杨国忠多年,清楚他为人轻浮、轻诺寡信,不过自从杨国忠发迹以来,对自己还算提携,多少有点感动。
“天色已亮,过了今日,朝堂的风向就要变了!”杨国忠放声大笑,仿佛天地尽在掌握之中。
雄鸡报晓、天色灰蒙。钟鼓声中,长安城各坊纷纷打开坊门,宏伟的都城正逐渐苏醒过来。
迷迷糊糊的王焊艰难地睁开双眼,恍恍惚惚望着影影绰绰的室内,浑然不知自己身在何处。他想着或许是昨晚又喝多了,也不以为意。毕竟这样的宿醉对王焊而言实在是司空见惯,他换了个姿势就又睡了过去。
确认王焊睡死过去后,惊出一身冷汗的龙武军司阶邢縡急忙点燃一支迷香,才转身离开密室。
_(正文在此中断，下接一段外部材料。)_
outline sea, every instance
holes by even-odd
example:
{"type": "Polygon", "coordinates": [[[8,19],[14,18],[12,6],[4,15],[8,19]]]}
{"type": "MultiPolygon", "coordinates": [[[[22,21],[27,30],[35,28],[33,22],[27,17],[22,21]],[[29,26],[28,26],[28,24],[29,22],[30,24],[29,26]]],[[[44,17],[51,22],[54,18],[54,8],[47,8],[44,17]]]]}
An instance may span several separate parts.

密室门口则守着六名孔武有力的持刀武士。
“看紧点,听我号令,到时候记得将这蠢货推出来!”交代完毕后,邢縡来到散乱摆放着横刀、弓弩等武器的前院。
“生死成败,在此一举!”一向自诩胆大包天的邢縡此刻也不禁有点紧张。
昨日他先让人约王焊去平康坊花天酒地,然后带人埋伏在半路,将王焊骗到自己马车中迷昏,在坊门关闭前潜回金城坊。
为了掩盖踪迹,邢縡还令人将王焊的马车赶到平康坊中,伪造出他在平康坊喝花酒的假象。
昨夜亥时有京兆府的人登门询问,可邢縡推说军务繁忙,已有数日不曾见到王焊。
邢縡虽说不出“大丈夫生不五鼎食,死当五鼎烹”如此古雅的豪言壮语,却也深知富贵险中求。他当日敢接下这趟差事,早已将脑袋别在腰带上了……
阴云密布、闷热难耐。
金城坊距离西市不远,不少粟特商人居住在此。坊门刚开,他们就匆忙出门,急于去西市打理生意。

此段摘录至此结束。